Take the two charts together, and a picture forms that has been absent from markets for a very long time.
• Stocks: the rally is being driven by earnings that are sharply outpacing forecasts. The fundamentals justify where prices are.
• Bonds: the starting yield is high enough that simply holding to maturity now delivers a meaningful real return.
Combine the two, and the case for a diversified, long-term portfolio is the strongest it has been in over a decade. The equity engine is running on real corporate profits. The bond engine is running on real interest income. Neither one is relying on hope, low rates, or central-bank rescue.
Most periods in market history have one engine running well and the other struggling. The 1990s had brilliant equity returns, but bonds were uninspiring. The 2010s had decent equities, but bonds yielded nothing. The early 1980s had high bond yields but a deeply troubled stock market. Having both engines pulling at the same time is the exception, not the rule. And it is the environment in which long-term, patient capital tends to do its best work.
Worth noting alongside the bigger picture:
Oil ticked back up mid-week after Iran’s supreme leader issued a directive to keep enriched uranium within the country. Brent moved back above $105. The diplomatic dance continues to swing day-to-day prices, but the broader direction, toward a managed resolution, remains intact.
Q1 earnings season effectively ended. With 89% of companies reported, 84% beat earnings estimates by an average of 18.2%, the highest beat rate since Q2 2021 and the largest surprise margin since Q1 of that same year. Eleven sectors are reporting revenue growth. This is breadth, not concentration.
Treasury yields eased modestly on Wednesday as Fed minutes confirmed that policymakers are willing to hold rates higher for longer if the Iran conflict keeps inflation elevated. The 10-year sits around 4.6% as of week’s end, the same yield that anchors our second chart.
Three honest answers to three questions clients have been asking us this week:
“Should I add more to stocks now that earnings look so strong?” Probably not in a tactical sense.
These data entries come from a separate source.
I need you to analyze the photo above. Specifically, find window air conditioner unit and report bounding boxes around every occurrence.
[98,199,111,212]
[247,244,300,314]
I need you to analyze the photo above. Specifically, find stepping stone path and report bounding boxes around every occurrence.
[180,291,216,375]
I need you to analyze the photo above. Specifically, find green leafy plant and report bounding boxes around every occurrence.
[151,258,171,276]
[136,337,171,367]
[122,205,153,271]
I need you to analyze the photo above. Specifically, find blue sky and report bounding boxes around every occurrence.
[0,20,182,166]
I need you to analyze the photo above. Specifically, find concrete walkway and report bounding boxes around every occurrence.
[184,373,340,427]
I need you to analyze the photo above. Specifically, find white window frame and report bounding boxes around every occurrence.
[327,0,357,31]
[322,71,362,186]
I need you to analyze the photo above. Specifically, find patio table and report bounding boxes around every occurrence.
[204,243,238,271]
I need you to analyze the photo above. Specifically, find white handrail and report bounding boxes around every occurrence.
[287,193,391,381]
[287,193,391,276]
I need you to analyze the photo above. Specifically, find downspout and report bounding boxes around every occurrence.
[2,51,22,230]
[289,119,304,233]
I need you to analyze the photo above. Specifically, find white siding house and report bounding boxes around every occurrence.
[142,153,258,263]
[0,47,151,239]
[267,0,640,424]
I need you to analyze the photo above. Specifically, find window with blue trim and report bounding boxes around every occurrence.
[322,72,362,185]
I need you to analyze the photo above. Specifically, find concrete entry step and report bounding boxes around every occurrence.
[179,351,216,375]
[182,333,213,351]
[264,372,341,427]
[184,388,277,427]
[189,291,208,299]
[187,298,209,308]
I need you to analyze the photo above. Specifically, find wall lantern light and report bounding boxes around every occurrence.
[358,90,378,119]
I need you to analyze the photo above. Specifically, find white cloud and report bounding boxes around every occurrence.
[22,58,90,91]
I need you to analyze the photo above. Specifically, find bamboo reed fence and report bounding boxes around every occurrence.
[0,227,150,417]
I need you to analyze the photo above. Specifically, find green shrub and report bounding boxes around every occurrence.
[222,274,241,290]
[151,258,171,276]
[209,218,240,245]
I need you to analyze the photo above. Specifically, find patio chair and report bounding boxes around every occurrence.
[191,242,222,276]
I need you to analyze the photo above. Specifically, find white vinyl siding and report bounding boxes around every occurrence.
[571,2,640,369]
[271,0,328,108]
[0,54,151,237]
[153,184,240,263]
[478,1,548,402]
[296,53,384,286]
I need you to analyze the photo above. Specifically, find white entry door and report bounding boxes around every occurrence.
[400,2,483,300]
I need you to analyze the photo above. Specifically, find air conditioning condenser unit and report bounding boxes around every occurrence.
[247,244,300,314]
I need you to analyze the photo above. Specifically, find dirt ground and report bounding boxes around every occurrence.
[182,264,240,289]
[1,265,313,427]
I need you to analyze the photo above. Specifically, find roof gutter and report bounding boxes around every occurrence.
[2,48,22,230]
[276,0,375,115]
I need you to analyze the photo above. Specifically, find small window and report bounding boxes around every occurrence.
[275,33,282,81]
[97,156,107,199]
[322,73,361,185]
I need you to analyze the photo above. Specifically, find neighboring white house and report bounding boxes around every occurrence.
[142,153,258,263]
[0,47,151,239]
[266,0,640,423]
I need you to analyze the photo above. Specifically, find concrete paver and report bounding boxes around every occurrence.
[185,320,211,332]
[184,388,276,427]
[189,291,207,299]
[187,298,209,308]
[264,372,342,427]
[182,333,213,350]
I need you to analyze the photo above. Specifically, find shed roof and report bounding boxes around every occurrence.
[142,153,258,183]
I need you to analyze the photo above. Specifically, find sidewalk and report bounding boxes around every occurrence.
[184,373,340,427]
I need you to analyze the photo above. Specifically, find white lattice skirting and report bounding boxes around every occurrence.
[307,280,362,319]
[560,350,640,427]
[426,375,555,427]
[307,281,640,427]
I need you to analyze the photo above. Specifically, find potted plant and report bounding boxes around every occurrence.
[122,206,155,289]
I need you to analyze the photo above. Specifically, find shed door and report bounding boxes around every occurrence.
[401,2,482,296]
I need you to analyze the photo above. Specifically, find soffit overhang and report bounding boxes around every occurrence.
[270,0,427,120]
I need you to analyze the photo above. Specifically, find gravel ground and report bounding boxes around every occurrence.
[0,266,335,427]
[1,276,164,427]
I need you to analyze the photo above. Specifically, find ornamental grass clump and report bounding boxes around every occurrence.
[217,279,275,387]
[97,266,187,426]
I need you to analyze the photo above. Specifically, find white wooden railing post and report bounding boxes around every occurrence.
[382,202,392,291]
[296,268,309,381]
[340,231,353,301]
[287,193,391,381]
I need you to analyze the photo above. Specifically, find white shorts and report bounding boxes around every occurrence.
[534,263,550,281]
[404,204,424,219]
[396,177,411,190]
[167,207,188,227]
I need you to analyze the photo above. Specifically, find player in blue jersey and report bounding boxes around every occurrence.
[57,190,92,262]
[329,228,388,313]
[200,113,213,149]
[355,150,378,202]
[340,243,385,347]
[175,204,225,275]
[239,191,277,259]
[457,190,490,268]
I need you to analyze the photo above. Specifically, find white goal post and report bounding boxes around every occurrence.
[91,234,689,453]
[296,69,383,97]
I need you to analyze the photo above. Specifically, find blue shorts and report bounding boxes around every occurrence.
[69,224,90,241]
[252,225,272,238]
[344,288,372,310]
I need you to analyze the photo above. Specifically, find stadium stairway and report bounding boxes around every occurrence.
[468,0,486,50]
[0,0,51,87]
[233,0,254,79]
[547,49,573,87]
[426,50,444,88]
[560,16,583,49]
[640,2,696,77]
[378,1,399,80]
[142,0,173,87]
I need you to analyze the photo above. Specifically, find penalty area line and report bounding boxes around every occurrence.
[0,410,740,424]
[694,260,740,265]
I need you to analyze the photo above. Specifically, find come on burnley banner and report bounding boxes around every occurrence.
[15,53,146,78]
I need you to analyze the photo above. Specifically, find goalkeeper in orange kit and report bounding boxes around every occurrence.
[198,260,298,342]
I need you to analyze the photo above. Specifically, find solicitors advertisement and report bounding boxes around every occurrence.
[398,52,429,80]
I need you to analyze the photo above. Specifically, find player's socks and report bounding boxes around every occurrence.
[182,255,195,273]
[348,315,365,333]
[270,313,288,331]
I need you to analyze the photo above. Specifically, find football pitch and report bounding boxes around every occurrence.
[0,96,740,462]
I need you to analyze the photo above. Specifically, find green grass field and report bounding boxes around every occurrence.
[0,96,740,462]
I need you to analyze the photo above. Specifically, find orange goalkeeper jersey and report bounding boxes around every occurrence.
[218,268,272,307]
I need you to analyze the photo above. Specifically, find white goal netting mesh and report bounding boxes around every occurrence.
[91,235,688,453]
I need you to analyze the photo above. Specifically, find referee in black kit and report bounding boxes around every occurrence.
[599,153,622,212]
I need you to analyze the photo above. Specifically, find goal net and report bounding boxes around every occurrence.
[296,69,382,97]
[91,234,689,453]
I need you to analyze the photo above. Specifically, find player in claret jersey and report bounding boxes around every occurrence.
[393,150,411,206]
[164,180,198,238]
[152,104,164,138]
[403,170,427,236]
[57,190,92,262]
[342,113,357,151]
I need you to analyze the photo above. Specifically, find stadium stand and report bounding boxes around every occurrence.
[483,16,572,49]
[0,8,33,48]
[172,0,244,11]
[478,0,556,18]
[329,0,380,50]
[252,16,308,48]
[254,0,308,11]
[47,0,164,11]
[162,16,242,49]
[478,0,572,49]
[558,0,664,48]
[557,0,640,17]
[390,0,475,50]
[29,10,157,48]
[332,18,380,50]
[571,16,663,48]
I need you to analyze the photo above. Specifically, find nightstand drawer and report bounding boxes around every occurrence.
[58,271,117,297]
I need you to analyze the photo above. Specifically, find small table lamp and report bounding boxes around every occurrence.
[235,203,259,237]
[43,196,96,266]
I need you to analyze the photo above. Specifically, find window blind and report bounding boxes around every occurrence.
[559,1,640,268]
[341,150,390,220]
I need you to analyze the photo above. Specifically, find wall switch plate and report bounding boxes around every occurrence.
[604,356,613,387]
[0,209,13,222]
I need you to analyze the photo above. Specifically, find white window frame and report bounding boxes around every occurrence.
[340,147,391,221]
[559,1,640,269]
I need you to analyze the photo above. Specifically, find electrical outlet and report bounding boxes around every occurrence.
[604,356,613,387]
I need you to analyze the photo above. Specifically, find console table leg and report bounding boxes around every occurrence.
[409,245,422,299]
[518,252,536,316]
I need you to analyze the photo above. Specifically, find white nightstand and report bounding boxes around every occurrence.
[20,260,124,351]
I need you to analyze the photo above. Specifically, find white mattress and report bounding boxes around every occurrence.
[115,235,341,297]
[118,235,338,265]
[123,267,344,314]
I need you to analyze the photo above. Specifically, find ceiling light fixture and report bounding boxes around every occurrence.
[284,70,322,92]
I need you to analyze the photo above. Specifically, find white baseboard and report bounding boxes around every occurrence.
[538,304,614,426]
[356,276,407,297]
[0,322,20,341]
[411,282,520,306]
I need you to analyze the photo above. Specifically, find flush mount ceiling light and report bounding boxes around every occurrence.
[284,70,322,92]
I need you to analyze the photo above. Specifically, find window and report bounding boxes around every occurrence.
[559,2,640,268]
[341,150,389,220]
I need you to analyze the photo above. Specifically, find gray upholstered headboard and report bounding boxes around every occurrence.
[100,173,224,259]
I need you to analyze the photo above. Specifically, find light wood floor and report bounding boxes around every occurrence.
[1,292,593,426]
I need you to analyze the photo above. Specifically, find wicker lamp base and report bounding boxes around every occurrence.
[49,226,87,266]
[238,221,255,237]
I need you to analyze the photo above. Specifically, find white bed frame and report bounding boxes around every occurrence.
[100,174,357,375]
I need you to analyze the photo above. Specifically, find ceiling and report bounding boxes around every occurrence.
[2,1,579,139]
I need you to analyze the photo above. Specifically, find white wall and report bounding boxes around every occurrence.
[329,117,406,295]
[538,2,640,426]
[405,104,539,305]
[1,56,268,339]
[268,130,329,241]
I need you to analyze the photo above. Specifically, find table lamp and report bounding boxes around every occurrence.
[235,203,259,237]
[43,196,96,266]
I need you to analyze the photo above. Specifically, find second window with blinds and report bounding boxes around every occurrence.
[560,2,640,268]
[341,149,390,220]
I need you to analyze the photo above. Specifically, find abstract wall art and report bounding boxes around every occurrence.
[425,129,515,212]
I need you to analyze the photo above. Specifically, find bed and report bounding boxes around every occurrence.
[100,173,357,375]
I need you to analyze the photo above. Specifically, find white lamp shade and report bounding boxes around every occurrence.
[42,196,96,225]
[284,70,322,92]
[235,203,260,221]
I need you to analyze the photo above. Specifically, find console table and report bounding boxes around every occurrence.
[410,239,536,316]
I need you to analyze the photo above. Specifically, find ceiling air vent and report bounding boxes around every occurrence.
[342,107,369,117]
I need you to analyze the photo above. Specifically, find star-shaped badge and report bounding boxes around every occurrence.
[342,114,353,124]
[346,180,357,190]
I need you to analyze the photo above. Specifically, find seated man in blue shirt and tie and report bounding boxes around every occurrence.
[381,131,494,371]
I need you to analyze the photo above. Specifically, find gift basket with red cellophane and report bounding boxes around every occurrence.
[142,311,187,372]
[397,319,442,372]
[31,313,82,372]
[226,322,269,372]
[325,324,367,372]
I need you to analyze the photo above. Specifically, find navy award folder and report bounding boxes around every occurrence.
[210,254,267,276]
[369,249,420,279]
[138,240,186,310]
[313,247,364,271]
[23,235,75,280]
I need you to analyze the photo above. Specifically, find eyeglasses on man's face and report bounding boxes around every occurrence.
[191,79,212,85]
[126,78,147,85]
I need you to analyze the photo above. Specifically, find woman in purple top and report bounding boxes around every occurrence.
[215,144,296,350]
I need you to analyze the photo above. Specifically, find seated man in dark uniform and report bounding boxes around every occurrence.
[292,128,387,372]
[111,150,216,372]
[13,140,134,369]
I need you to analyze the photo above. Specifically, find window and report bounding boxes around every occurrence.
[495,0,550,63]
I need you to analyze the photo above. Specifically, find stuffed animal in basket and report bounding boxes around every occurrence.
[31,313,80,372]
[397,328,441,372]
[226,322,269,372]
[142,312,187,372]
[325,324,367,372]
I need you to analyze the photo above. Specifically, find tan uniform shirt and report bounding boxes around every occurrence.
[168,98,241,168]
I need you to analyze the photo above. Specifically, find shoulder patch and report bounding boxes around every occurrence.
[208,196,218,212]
If your equity allocation already reflects your goals and time horizon, the right answer is to let the strong earnings work for the shares you already own. Chasing a rally rarely ends well; participating in one because you were already invested is the entire point.
“Should I move money into bonds now that yields are higher?” If your portfolio has been underweight bonds for years, as many have been, because yields were so unattractive, this is a reasonable moment to revisit that balance with us. A 4.6% starting yield is meaningfully different from a 1.5% starting yield in what it can do for long-term returns and overall portfolio stability.
“Should I be worried about Iran, the consumer, the Fed, or anything else in the headlines?” Worried, no. Aware, yes. None of those stories changes the long-term arithmetic of compounding. They will change short-term prices, sometimes uncomfortably. The two charts in this note exist precisely because the underlying signal, earnings, yields, is so much stronger than the surrounding noise.
Every long-term investor experiences periods where the news cycle and the underlying fundamentals tell different stories. This is one of those periods, and the gap is unusually large in the right direction. The headlines are about conflict, political wobbles, sticky inflation, and a noisy consumer. The fundamentals are about $80 earnings per share, a 4.6% starting yield, and the strongest earnings beat rate in five years.
When those two diverge, the headlines win the day, and the fundamentals win the decade. The investors who do best are the ones who learn to tune their attention accordingly. Less time on the day-to-day. More time on what the data is actually saying about the next ten years.
On the basis of this week’s two charts, what it is saying is encouraging. Stocks have real profits behind them. Bonds have real yields behind them. And a patient, diversified investor finally has both engines pulling at once.